Package build

Overview

Packages are built and released in the following steps:

  1. Packages builds automatically run when a new release is tagged
  2. Once the build pipelines complete these are privately available for internal deploys
  3. Builds are manually published using the instructions below

Running the release task /chatops run publish X.X.X, will create a pipeline for a tag on dev.gitlab.org on the omnibus-gitlab repository.

Pipelines for tags in this repository create the final packages. Every package will be automatically built and pushed to a private package repository. This repository will then be used for deploys to staging canary, staging, production canary and production environments of GitLab.com.

Once we are confident that the GitLab release is working in GitLab.com environments, we can publish the packages to public repositories. Public repositories are being used by our users and customers, so make sure that you only publish after successful deploy.

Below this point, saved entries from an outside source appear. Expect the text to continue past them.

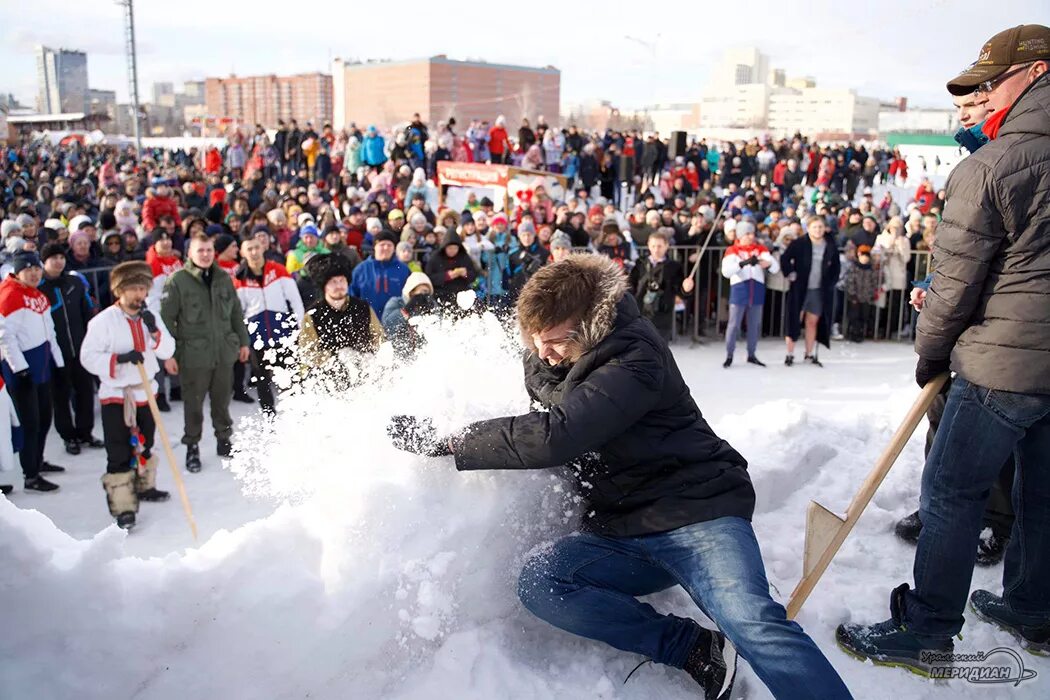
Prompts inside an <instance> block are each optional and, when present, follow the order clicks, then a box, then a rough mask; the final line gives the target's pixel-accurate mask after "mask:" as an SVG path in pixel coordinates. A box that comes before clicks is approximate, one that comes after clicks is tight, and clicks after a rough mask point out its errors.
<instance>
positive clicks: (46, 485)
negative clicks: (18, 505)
mask: <svg viewBox="0 0 1050 700" xmlns="http://www.w3.org/2000/svg"><path fill="white" fill-rule="evenodd" d="M58 489H59V485H58V484H53V483H51V482H49V481H47V480H46V479H44V478H43V476H37V478H36V479H26V480H25V490H26V491H36V492H37V493H50V492H51V491H57V490H58Z"/></svg>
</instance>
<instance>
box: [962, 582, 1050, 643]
mask: <svg viewBox="0 0 1050 700" xmlns="http://www.w3.org/2000/svg"><path fill="white" fill-rule="evenodd" d="M970 610H972V611H973V612H974V613H975V614H976V616H978V617H979V618H980V619H982V620H984V621H985V622H990V623H992V624H994V625H995V627H997V628H999V629H1001V630H1003V631H1005V632H1009V633H1010V634H1011V635H1013V636H1014V637H1015V638H1016V639H1017V641H1018V642H1021V645H1022V646H1024V648H1025V649H1027V650H1028V651H1029V652H1031V653H1032V654H1035V655H1037V656H1050V620H1047V621H1045V622H1043V623H1041V624H1027V623H1025V622H1024V621H1023V620H1022V619H1021V618H1020V617H1018V616H1017V614H1016V613H1014V612H1013V611H1012V610H1010V609H1009V608H1008V607H1007V604H1006V602H1004V601H1003V598H1001V597H999V596H997V595H994V594H993V593H989V592H988V591H982V590H981V589H978V590H976V591H973V593H971V594H970Z"/></svg>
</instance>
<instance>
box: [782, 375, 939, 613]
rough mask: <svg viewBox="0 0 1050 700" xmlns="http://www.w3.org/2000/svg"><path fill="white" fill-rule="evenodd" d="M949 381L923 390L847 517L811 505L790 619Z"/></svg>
mask: <svg viewBox="0 0 1050 700" xmlns="http://www.w3.org/2000/svg"><path fill="white" fill-rule="evenodd" d="M946 381H948V375H947V374H943V375H940V376H939V377H936V378H933V379H932V380H930V381H929V382H928V383H927V384H926V386H924V387H923V389H922V393H921V394H920V395H919V398H918V399H916V402H915V404H912V406H911V409H910V410H909V411H908V415H907V416H905V417H904V422H903V423H901V427H899V428H897V432H896V433H894V439H892V440H891V441H890V442H889V445H888V446H887V447H886V449H885V450H883V452H882V454H881V455H880V457H879V461H878V462H876V463H875V468H874V469H871V472H870V473H868V475H867V479H866V480H864V483H863V484H862V485H861V487H860V490H859V491H857V495H855V496H854V500H853V501H852V502H850V503H849V508H848V509H847V510H846V516H845V518H842V517H839V516H838V515H836V514H835V513H833V512H832V511H829V510H827V509H826V508H824V507H823V506H821V505H820V504H819V503H817V502H816V501H811V502H810V510H808V512H807V513H806V517H805V551H804V554H803V557H802V579H801V580H800V581H799V582H798V586H796V587H795V590H794V591H793V592H792V594H791V600H789V601H787V618H789V619H794V618H795V616H796V615H797V614H798V611H799V609H800V608H801V607H802V603H804V602H805V599H806V598H807V597H810V594H811V593H813V589H814V588H815V587H816V586H817V581H819V580H820V577H821V576H822V575H823V574H824V570H825V569H827V566H828V565H829V564H831V563H832V559H833V558H835V555H836V554H837V553H838V551H839V548H840V547H842V543H843V542H845V538H846V536H847V535H848V534H849V531H850V530H853V527H854V526H855V525H857V521H859V519H860V516H861V513H863V512H864V508H866V507H867V504H868V503H869V502H870V501H871V497H873V496H874V495H875V492H876V491H877V490H879V486H880V485H881V484H882V480H883V479H885V478H886V474H888V473H889V469H890V468H891V467H892V466H894V462H896V461H897V458H898V457H899V455H900V453H901V450H903V449H904V445H906V444H907V442H908V440H909V439H910V438H911V433H912V432H915V430H916V427H918V425H919V422H920V421H922V418H923V416H925V415H926V411H927V410H928V409H929V406H930V404H932V403H933V399H934V398H936V397H937V395H938V394H940V393H941V388H942V387H943V386H944V383H945V382H946Z"/></svg>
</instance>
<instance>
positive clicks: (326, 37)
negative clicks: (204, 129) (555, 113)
mask: <svg viewBox="0 0 1050 700" xmlns="http://www.w3.org/2000/svg"><path fill="white" fill-rule="evenodd" d="M364 6H367V7H369V9H364V10H362V7H364ZM639 7H642V8H651V10H650V12H646V10H645V9H643V14H639V13H638V12H637V8H639ZM699 7H703V9H702V12H699V9H698V8H699ZM875 7H876V5H875V3H871V2H867V1H865V0H845V1H844V2H843V1H842V0H835V1H829V0H815V1H813V2H805V3H794V2H790V1H787V2H785V1H784V0H776V1H766V0H757V1H754V0H753V1H747V2H739V1H737V2H720V3H713V6H711V5H708V4H707V3H702V4H701V3H698V2H684V1H678V0H671V1H667V2H659V3H637V2H631V3H628V2H619V1H618V0H616V1H608V2H574V3H554V4H549V5H548V4H546V3H542V2H524V3H514V2H511V3H487V2H469V3H458V2H449V1H448V0H445V1H437V2H435V1H429V2H421V1H419V0H399V1H398V2H395V3H388V4H384V3H367V5H365V4H364V3H358V2H346V1H345V0H340V1H338V2H336V1H332V0H314V1H312V2H311V1H309V0H308V1H304V2H303V1H298V2H293V1H291V0H282V1H281V2H279V3H277V2H273V0H256V1H253V2H246V1H240V2H237V1H230V0H227V1H223V0H175V1H174V2H163V1H161V0H140V1H139V2H138V3H135V13H137V14H135V34H137V40H138V44H139V94H140V98H141V99H142V100H143V101H149V99H150V96H151V93H152V92H151V86H152V84H153V82H155V81H173V82H176V83H178V82H181V81H184V80H190V79H203V78H205V77H214V76H228V75H230V73H231V72H235V73H237V75H240V76H249V75H255V73H278V75H279V73H293V72H303V71H311V70H320V71H324V72H328V71H329V69H330V65H331V64H330V61H331V59H332V57H343V58H355V59H380V58H390V59H406V58H419V57H425V56H430V55H435V54H447V55H448V57H449V58H454V59H483V60H485V61H488V62H491V63H514V64H524V65H534V66H544V65H553V66H555V67H558V68H560V69H561V70H562V103H563V106H571V105H574V104H577V103H580V102H583V101H587V100H596V99H605V100H610V101H611V102H613V104H615V105H617V106H622V107H628V108H630V107H637V106H642V105H646V104H652V103H669V102H696V101H697V99H698V97H699V94H700V93H701V92H702V90H703V87H705V85H706V84H707V79H708V75H709V71H710V67H711V66H712V65H713V64H714V63H715V62H716V61H717V60H718V57H719V55H720V52H721V50H722V49H724V48H726V47H729V46H744V45H755V46H757V47H758V48H759V49H761V50H762V51H764V52H765V54H768V55H769V56H770V57H771V61H770V63H771V66H772V67H779V68H784V69H785V70H786V71H787V75H789V76H802V75H808V76H813V77H815V78H816V79H817V84H818V85H819V86H824V87H852V88H854V89H856V90H857V91H858V92H859V93H860V94H864V96H870V97H877V98H882V99H889V98H892V97H896V96H906V97H908V98H909V101H910V103H911V104H912V105H915V104H920V105H924V106H947V105H948V97H947V94H946V92H945V90H944V84H945V82H946V81H947V80H948V79H950V78H951V77H953V76H954V75H955V73H957V72H959V71H960V70H961V69H962V68H963V67H965V66H966V65H967V64H968V63H970V62H971V61H973V60H975V59H976V55H978V50H979V49H980V47H981V45H982V44H983V43H984V41H986V40H987V39H988V37H989V36H991V35H992V34H994V33H995V31H999V30H1000V29H1003V28H1006V27H1009V26H1013V25H1016V24H1024V23H1032V22H1038V21H1041V20H1042V21H1044V22H1045V21H1047V15H1048V13H1047V4H1046V2H1045V0H996V1H995V2H993V3H988V2H978V1H976V0H963V1H953V0H924V1H919V2H917V1H916V0H884V1H883V2H880V3H878V8H875ZM390 9H396V13H392V12H388V10H390ZM657 9H658V10H659V12H656V10H657ZM992 15H994V17H991V16H992ZM629 37H630V38H629ZM39 43H43V44H45V45H48V46H51V47H67V48H76V49H80V50H84V51H87V54H88V61H87V63H88V79H89V83H90V86H91V87H92V88H97V89H116V90H117V94H118V100H120V101H121V102H124V101H126V100H127V96H128V83H127V73H126V66H125V61H124V34H123V13H122V8H121V7H120V6H118V5H117V4H116V2H114V0H0V92H3V93H7V92H13V93H14V94H15V96H16V97H17V98H18V99H19V100H20V101H22V102H23V103H25V104H28V105H30V106H34V105H35V100H36V94H37V72H36V59H35V49H34V47H35V45H36V44H39Z"/></svg>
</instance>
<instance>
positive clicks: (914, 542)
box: [894, 510, 922, 545]
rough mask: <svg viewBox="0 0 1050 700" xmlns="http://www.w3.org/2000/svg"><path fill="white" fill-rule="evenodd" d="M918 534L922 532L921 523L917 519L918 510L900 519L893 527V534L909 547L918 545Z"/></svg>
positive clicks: (906, 515) (921, 522)
mask: <svg viewBox="0 0 1050 700" xmlns="http://www.w3.org/2000/svg"><path fill="white" fill-rule="evenodd" d="M920 532H922V521H920V519H919V511H918V510H917V511H916V512H913V513H911V514H910V515H906V516H904V517H902V518H901V519H900V521H898V523H897V525H896V527H894V533H895V534H896V535H897V536H898V537H900V538H901V539H903V540H904V542H906V543H908V544H909V545H918V544H919V533H920Z"/></svg>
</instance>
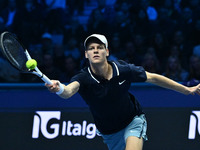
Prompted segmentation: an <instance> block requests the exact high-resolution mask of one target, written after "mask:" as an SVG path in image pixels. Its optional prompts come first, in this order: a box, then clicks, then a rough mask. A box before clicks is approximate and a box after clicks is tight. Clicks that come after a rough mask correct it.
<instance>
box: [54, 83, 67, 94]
mask: <svg viewBox="0 0 200 150" xmlns="http://www.w3.org/2000/svg"><path fill="white" fill-rule="evenodd" d="M59 87H60V90H59V91H58V92H56V94H57V95H60V94H62V93H63V92H64V89H65V88H64V86H63V85H62V84H59Z"/></svg>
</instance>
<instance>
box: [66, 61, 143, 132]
mask: <svg viewBox="0 0 200 150" xmlns="http://www.w3.org/2000/svg"><path fill="white" fill-rule="evenodd" d="M109 63H110V64H111V65H112V68H113V77H112V78H111V79H110V80H107V79H104V78H102V77H100V76H97V75H95V74H94V73H93V72H92V70H91V68H90V67H86V68H84V69H82V70H81V71H80V72H79V73H78V74H77V75H75V76H74V77H72V79H71V81H70V82H73V81H77V82H79V83H80V88H79V91H78V92H79V94H80V95H81V97H82V98H83V99H84V100H85V102H86V103H87V104H88V106H89V108H90V111H91V113H92V115H93V118H94V122H95V125H96V127H97V129H98V130H99V131H100V132H101V133H102V134H112V133H115V132H118V131H120V130H121V129H123V128H125V127H126V126H127V125H128V124H129V123H130V122H131V121H132V119H133V118H134V116H136V115H140V114H142V113H143V111H142V108H141V106H140V104H139V103H138V101H137V100H136V99H135V97H134V96H133V95H131V94H130V93H129V88H130V86H131V83H132V82H144V81H146V79H147V77H146V73H145V70H144V68H143V67H138V66H135V65H134V64H128V63H126V62H125V61H121V60H120V61H112V62H109Z"/></svg>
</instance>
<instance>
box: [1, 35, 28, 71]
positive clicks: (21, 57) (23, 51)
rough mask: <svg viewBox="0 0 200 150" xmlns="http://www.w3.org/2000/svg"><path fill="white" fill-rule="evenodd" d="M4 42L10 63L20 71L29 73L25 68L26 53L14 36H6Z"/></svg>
mask: <svg viewBox="0 0 200 150" xmlns="http://www.w3.org/2000/svg"><path fill="white" fill-rule="evenodd" d="M2 42H3V47H4V51H5V52H6V56H7V58H8V59H9V60H10V62H11V63H12V64H13V65H14V66H15V67H16V68H18V69H19V70H21V71H27V68H26V66H25V64H26V61H27V58H26V55H25V53H24V48H23V47H22V45H21V44H20V43H19V42H18V41H17V39H16V38H14V37H13V35H11V36H10V35H9V34H6V35H4V37H3V41H2Z"/></svg>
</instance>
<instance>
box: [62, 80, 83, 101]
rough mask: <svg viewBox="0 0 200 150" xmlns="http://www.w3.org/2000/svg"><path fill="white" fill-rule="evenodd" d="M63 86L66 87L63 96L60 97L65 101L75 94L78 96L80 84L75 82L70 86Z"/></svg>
mask: <svg viewBox="0 0 200 150" xmlns="http://www.w3.org/2000/svg"><path fill="white" fill-rule="evenodd" d="M62 85H63V86H64V91H63V92H62V93H61V94H59V96H60V97H61V98H64V99H68V98H70V97H71V96H73V95H74V94H76V93H77V92H78V90H79V87H80V84H79V82H77V81H74V82H72V83H70V84H68V85H64V84H62Z"/></svg>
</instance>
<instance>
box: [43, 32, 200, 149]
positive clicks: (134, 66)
mask: <svg viewBox="0 0 200 150" xmlns="http://www.w3.org/2000/svg"><path fill="white" fill-rule="evenodd" d="M84 46H85V57H86V58H87V59H88V60H89V66H88V67H86V68H84V69H82V70H81V71H80V72H79V73H78V74H77V75H75V76H74V77H72V79H71V81H70V84H68V85H64V84H61V83H60V82H59V81H58V80H52V82H53V84H52V85H49V84H46V87H47V88H48V89H49V91H51V92H55V93H57V94H58V95H59V96H60V97H62V98H65V99H67V98H69V97H71V96H73V95H74V94H75V93H77V92H79V94H80V95H81V96H82V98H83V99H84V100H85V101H86V103H87V104H88V106H89V108H90V110H91V113H92V115H93V118H94V121H95V124H96V127H97V129H98V131H99V133H100V134H101V135H102V137H103V139H104V142H105V143H106V144H107V146H108V148H109V150H124V149H126V150H142V147H143V142H144V141H146V140H147V135H146V130H147V122H146V119H145V114H144V112H143V111H142V108H141V106H140V104H139V103H138V101H137V100H136V99H135V97H134V96H133V95H132V94H130V93H129V92H128V90H129V88H130V85H131V83H132V82H148V83H153V84H156V85H158V86H161V87H164V88H168V89H171V90H174V91H177V92H180V93H183V94H185V95H188V94H195V93H197V94H200V84H199V85H197V86H194V87H186V86H183V85H181V84H179V83H177V82H175V81H173V80H171V79H168V78H166V77H164V76H161V75H158V74H154V73H149V72H146V71H145V70H144V69H143V67H140V66H135V65H134V64H128V63H126V62H124V61H108V60H107V57H108V56H109V50H108V42H107V39H106V37H105V36H104V35H100V34H92V35H90V36H89V37H87V38H86V40H85V42H84Z"/></svg>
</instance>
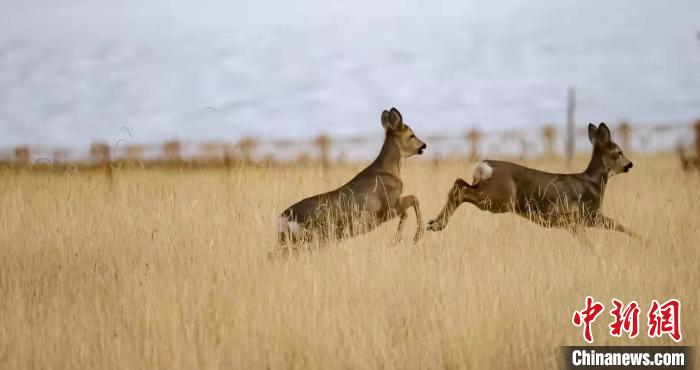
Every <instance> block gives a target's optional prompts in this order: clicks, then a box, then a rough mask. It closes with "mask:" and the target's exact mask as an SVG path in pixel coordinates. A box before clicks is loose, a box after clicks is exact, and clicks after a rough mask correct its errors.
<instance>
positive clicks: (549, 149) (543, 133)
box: [542, 125, 556, 158]
mask: <svg viewBox="0 0 700 370" xmlns="http://www.w3.org/2000/svg"><path fill="white" fill-rule="evenodd" d="M554 136H556V130H555V129H554V126H553V125H545V126H544V127H543V128H542V140H543V142H544V156H545V157H547V158H552V157H553V156H554Z"/></svg>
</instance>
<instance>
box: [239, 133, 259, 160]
mask: <svg viewBox="0 0 700 370" xmlns="http://www.w3.org/2000/svg"><path fill="white" fill-rule="evenodd" d="M236 146H237V147H238V150H239V151H240V153H241V158H242V159H243V161H244V162H245V163H247V164H252V163H253V154H254V153H255V149H256V148H257V146H258V142H257V141H256V140H255V139H252V138H245V139H243V140H241V141H239V142H238V144H237V145H236Z"/></svg>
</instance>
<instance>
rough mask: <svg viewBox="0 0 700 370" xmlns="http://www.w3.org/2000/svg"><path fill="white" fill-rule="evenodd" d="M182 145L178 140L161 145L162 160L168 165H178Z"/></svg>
mask: <svg viewBox="0 0 700 370" xmlns="http://www.w3.org/2000/svg"><path fill="white" fill-rule="evenodd" d="M181 151H182V144H180V141H178V140H171V141H167V142H165V144H163V159H164V160H165V162H168V163H170V164H172V163H179V162H180V161H181V160H182V157H181Z"/></svg>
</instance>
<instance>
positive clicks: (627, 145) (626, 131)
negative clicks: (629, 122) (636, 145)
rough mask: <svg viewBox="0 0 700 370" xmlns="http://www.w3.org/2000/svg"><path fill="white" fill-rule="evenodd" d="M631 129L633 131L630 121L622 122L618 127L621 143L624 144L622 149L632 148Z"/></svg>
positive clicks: (628, 149) (628, 148)
mask: <svg viewBox="0 0 700 370" xmlns="http://www.w3.org/2000/svg"><path fill="white" fill-rule="evenodd" d="M631 131H632V127H630V125H629V123H627V122H622V123H620V125H619V126H618V127H617V133H618V135H619V136H620V143H621V144H622V150H629V148H630V132H631Z"/></svg>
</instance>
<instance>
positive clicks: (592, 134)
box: [588, 123, 598, 144]
mask: <svg viewBox="0 0 700 370" xmlns="http://www.w3.org/2000/svg"><path fill="white" fill-rule="evenodd" d="M597 136H598V128H597V127H595V125H594V124H592V123H589V124H588V140H590V141H591V144H595V140H596V137H597Z"/></svg>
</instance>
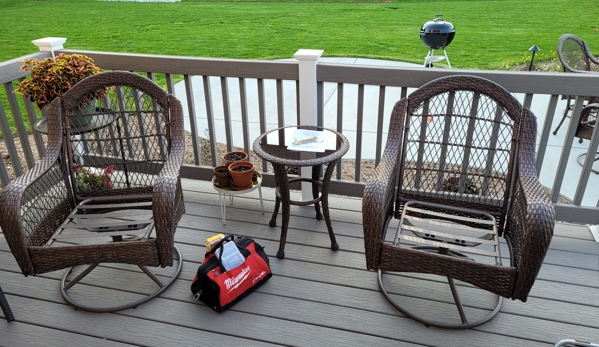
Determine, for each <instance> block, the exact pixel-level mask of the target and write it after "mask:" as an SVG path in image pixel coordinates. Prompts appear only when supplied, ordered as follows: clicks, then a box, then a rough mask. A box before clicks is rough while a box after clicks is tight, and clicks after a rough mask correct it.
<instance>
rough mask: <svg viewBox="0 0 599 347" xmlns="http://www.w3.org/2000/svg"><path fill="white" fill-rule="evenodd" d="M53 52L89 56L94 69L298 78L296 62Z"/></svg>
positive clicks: (279, 78)
mask: <svg viewBox="0 0 599 347" xmlns="http://www.w3.org/2000/svg"><path fill="white" fill-rule="evenodd" d="M56 52H57V53H69V54H73V53H79V54H85V55H87V56H89V57H91V58H92V59H93V60H94V63H95V64H96V65H97V66H100V67H102V68H103V69H109V70H126V71H144V72H160V73H169V74H182V75H201V76H222V77H242V78H263V79H284V80H297V79H299V75H298V69H297V62H296V61H266V60H264V61H263V60H249V59H221V58H196V57H182V56H172V55H153V54H133V53H115V52H98V51H82V50H65V49H62V50H59V51H56Z"/></svg>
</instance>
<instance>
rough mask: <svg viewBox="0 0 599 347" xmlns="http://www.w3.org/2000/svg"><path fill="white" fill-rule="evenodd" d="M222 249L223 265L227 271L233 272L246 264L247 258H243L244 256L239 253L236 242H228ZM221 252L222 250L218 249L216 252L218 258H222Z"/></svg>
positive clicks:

Package build is divided roughly with following stages:

  • Package build (Automatic)
  • Package upload to private repository (Automatic)
  • Package upload to public repositories (Manual)
  • Docker image build (Automatic)
  • Docker image release (Manual)
  • QA image and AWS AMI release (Manual)
  • Raspberry Pi package build (Automatic)
  • Raspberry Pi package release (Manual)

Publishing packages

Releasing packages to the public are handled using manual jobs in the pipeline. There are manual jobs for releasing the following

  1. Package for each supported OS (Raspberry Pi is a separate job)
  2. GitLab Docker image
  3. GitLab QA image
  4. AMI for AWS

Note: In addition to the release jobs, the pipeline also contains an upgrade job that measures the time taken to upgrade from last minor version release to the current release.

Package build pipeline

Note: Raspberry Pi package builds can take a very long time to complete. The release can be completed without the finished Raspberry Pi package build. But do remember to release the Raspberry Pi package once the build is completed.

FAQ

Why is the upload to the private repository a separate job?

To avoid having to rebuild the package if the only failure is during package push.

What happens if one of the package builds failed?

In this case, retry the failed job. If the issue persists, escalate to the Build team. This is a release blocker.

What happens if one of the uploads to the private repository failed?

In this case, finalizing release is not possible. Retry the job and if the upload fails again, escalate to the Build team.

What happens if one of the uploads to the public repositories failed?

In this case, retry the failed job. If the upload fails again, escalate to the Build team.

What happens if the either of the all-in-one release jobs fail

In this case, you can go ahead and manually trigger each of the individual package or image release jobs. The all-in-one release jobs basically does the same thing.